Although the term “big data” is hot, its definition is vague. People define it in different ways. One
definition relates to the volume of data; another definition relates to the richness of data. Some define big
data as data that is “too big” by traditional standards; whereas others define big data as data that captures
more nuances about the entity that it represents. An example of the former would be a dataset whose
volume exceeds petabytes or several terabytes. If this data were stored in a traditional relational database
(RDBMS) table, it would have billions of rows. An example of the latter definition is a dataset with extremely
wide rows. If this data were stored in a relational database table, it would have thousands of columns.
Another popular definition of big data is data characterized by three Vs: volume, velocity, and variety. I just
discussed volume. Velocity means that data is generated at a fast rate. Variety refers to the fact that data can
be unstructured, semi-structured, or multi-structured.

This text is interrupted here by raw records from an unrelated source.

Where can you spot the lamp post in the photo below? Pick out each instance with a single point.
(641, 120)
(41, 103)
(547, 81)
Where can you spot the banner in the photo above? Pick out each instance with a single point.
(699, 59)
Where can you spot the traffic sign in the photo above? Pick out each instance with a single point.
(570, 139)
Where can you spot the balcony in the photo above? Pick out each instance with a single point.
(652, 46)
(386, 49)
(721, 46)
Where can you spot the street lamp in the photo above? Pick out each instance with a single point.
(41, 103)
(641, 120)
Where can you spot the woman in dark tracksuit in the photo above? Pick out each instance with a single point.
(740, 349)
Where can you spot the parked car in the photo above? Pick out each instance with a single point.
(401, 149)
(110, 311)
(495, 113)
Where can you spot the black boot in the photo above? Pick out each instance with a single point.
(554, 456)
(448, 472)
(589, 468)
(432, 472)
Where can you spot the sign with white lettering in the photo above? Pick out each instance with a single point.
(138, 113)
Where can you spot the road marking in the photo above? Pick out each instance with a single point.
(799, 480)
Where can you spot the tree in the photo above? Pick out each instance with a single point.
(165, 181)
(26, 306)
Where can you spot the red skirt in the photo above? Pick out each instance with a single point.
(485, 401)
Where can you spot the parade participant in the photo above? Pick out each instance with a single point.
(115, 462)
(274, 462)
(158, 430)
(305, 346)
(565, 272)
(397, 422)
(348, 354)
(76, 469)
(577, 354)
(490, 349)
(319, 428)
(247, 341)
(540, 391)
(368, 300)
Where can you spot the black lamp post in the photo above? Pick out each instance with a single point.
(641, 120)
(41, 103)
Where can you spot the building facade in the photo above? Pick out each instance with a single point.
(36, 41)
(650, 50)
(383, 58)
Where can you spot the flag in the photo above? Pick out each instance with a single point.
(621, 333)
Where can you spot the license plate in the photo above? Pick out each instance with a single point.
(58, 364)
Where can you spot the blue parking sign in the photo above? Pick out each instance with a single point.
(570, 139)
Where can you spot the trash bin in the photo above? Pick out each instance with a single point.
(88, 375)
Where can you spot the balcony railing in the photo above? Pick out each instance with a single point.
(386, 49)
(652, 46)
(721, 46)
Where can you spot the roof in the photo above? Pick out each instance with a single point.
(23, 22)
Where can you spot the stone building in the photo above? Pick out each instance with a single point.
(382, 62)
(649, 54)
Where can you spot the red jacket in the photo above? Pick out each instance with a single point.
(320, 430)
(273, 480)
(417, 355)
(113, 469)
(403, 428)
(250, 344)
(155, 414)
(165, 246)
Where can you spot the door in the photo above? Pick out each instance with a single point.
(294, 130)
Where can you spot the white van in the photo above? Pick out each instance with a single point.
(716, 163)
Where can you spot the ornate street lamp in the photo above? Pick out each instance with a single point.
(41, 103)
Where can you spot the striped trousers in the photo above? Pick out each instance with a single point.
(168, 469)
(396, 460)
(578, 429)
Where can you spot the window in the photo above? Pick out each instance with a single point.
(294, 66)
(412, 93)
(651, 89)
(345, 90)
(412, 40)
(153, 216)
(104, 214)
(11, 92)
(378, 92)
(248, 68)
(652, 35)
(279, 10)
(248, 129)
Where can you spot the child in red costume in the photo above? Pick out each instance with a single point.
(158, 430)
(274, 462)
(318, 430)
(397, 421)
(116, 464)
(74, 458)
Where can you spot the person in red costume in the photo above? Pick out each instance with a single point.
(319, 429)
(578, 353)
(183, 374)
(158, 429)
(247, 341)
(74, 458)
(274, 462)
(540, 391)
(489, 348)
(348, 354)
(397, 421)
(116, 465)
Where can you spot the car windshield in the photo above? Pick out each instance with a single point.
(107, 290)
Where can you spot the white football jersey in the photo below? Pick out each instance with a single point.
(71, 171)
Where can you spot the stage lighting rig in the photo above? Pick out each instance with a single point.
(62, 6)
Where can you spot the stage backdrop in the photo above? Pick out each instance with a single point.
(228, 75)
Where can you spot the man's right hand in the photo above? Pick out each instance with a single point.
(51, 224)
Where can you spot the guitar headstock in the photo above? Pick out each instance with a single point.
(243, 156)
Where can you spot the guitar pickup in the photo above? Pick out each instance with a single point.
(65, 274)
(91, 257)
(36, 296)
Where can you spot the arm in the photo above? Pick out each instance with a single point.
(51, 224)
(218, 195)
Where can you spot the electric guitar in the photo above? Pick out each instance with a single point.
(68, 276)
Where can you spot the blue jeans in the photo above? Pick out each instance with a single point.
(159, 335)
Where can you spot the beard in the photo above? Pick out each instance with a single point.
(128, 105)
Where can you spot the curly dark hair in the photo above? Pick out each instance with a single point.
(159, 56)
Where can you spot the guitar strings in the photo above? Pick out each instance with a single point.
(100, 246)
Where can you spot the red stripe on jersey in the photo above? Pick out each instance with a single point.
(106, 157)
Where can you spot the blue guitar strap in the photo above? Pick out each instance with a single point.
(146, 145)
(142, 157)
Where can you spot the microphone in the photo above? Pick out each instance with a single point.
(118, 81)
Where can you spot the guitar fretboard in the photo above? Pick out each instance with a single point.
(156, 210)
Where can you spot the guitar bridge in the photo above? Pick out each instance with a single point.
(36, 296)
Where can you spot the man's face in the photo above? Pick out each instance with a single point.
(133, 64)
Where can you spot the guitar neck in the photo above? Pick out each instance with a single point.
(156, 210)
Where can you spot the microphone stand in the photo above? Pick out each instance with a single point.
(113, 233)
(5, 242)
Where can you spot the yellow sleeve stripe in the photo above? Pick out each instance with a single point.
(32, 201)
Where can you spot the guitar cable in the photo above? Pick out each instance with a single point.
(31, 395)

Standard relational databases could not easily handle big data. The core technology for these databases
was designed several decades ago when few organizations had petabytes or even terabytes of data. Today
it is not uncommon for some organizations to generate terabytes of data every day. Not only the volume
of data, but also the rate at which it is being generated is exploding. Hence there was a need for new
technologies that could not only process and analyze large volume of data, but also ingest large volume of
data at a fast pace.
Other key driving factors for the big data technologies include scalability, high availability, and fault
tolerance at a low cost. Technology for processing and analyzing large datasets has been extensively
researched and available in the form of proprietary commercial products for a long time. For example, MPP
(massively parallel processing) databases have been around for a while. MPP databases use a “shared-
nothing” architecture, where data is stored and processed across a cluster of nodes. Each node comes with
its own set of CPUs, memory, and disks. They communicate via a network interconnect. Data is partitioned
across a cluster of nodes. There is no contention among the nodes, so they can all process data in parallel.
Examples of such databases include Teradata, Netezza, Greenplum, ParAccel, and Vertica. Teradata was
invented in the late 1970s, and by the 1990s, it was capable of processing terabytes of data. However,
proprietary MPP products are expensive. Not everybody can afford them.
This chapter introduces some of the open source big data–related technologies. Although it may seem
that the technologies covered in this chapter have been randomly picked, they are connected by a common
theme. They are used with Spark, or Spark provides a better alternative to some of these technologies. As you
start using Spark, you may run into these technologies. In addition, familiarity with these technologies will
help you better understand Spark, which we will introduce in Chapter 3.